8. The method of claim 7, wherein the feed-forward converting the second regularization feature to obtain a feed-forward converted feature comprises:

converting the second regularization features into pixel blocks to obtain at least two converted pixel blocks;

synthesizing the at least two conversion pixel blocks based on the position information of each conversion pixel block in the first image to obtain a second feature map;

dividing the second feature map into at least two intermediate pixel blocks having overlapping regions;

and carrying out dimension conversion on each middle pixel block to obtain the feedforward conversion characteristic of each middle pixel block.
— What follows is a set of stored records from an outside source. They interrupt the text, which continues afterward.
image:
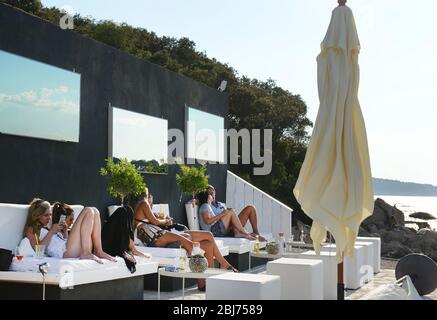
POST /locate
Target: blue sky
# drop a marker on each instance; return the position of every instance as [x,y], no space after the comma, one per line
[280,39]
[38,100]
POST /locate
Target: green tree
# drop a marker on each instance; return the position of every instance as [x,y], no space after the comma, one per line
[31,6]
[192,180]
[253,104]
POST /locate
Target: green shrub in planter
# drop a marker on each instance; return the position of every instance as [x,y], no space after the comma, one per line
[124,179]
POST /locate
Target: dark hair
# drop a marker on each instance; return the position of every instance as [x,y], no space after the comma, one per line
[202,197]
[37,208]
[59,209]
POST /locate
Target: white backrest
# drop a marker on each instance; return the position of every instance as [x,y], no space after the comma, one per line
[161,206]
[12,220]
[156,208]
[192,216]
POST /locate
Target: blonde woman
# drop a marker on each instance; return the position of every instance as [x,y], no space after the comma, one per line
[83,242]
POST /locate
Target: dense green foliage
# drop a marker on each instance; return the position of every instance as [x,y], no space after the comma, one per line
[124,178]
[253,103]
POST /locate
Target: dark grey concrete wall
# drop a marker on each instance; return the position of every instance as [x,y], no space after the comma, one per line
[69,172]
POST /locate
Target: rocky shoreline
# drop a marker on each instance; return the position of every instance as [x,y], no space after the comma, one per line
[398,237]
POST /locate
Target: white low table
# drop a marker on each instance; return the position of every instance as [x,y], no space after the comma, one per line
[187,274]
[301,279]
[243,286]
[329,271]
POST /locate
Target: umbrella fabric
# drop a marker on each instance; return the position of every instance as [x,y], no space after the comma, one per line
[334,186]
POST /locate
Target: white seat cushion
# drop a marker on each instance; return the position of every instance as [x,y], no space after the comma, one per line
[57,266]
[243,286]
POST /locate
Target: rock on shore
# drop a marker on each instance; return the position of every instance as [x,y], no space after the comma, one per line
[397,240]
[388,223]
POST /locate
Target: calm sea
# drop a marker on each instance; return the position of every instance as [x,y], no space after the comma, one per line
[410,205]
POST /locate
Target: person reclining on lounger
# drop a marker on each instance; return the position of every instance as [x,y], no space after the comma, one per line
[224,224]
[82,242]
[152,232]
[247,214]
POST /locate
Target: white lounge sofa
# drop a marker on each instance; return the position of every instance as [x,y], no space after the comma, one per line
[66,278]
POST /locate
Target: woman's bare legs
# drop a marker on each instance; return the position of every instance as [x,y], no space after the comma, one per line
[231,220]
[249,213]
[169,238]
[96,237]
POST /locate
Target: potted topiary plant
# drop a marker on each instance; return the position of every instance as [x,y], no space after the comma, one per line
[124,179]
[192,180]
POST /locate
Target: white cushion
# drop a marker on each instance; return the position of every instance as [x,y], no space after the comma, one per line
[243,286]
[161,206]
[111,209]
[301,279]
[12,220]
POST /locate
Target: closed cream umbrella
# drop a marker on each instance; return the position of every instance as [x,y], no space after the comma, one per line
[334,186]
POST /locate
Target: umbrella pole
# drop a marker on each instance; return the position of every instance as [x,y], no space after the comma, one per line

9. The method of claim 8, wherein converting the second regularization feature into a block of pixels results in at least two converted blocks of pixels comprising:

performing linear conversion on the second regularization features to obtain at least two ascending-dimension features;

performing linear projection on each liter-dimension characteristic by adopting a second preset numerical value to obtain at least two conversion pixel blocks; the second preset value and the first preset value have a proportional relation.

10. The method according to any one of claims 1 to 9, wherein the synthesizing of the pixel blocks corresponding to the second conversion feature to obtain the second image comprises:

performing linear conversion on each second conversion characteristic to obtain a fourth conversion characteristic;

reshaping each fourth conversion characteristic into a pixel block to obtain an updated pixel block set;

and synthesizing the updating pixel blocks in the updating pixel block set into the second image based on the position information of each updating pixel block in the first image.

11. The method according to claim 10, wherein said composing the update pixel blocks of the set of update pixel blocks into the second image based on the position information of each update pixel block in the first image comprises:

fusing overlapping pixel blocks of the updating pixel blocks in the same overlapping area to obtain a fused pixel block;

determining first position information of the fused pixel block and second position information of a non-overlapping pixel block based on position information of each update pixel block in the first image;

based on the first position information and the second position information, splicing the fusion pixel block and the non-overlapped pixel block to obtain a third feature map;

and decoding the third feature map to obtain the second image.

12. An image restoration apparatus, characterized in that the apparatus comprises:

the first acquisition module is used for acquiring a first image;

13. A computer storage medium having computer-executable instructions stored thereon, the computer-executable instructions being executable to implement the image inpainting method of any one of claims 1 to 11.

14. An electronic device, comprising a memory having computer-executable instructions stored thereon and a processor capable of implementing the image inpainting method of any one of claims 1 to 11 when the processor executes the computer-executable instructions on the memory.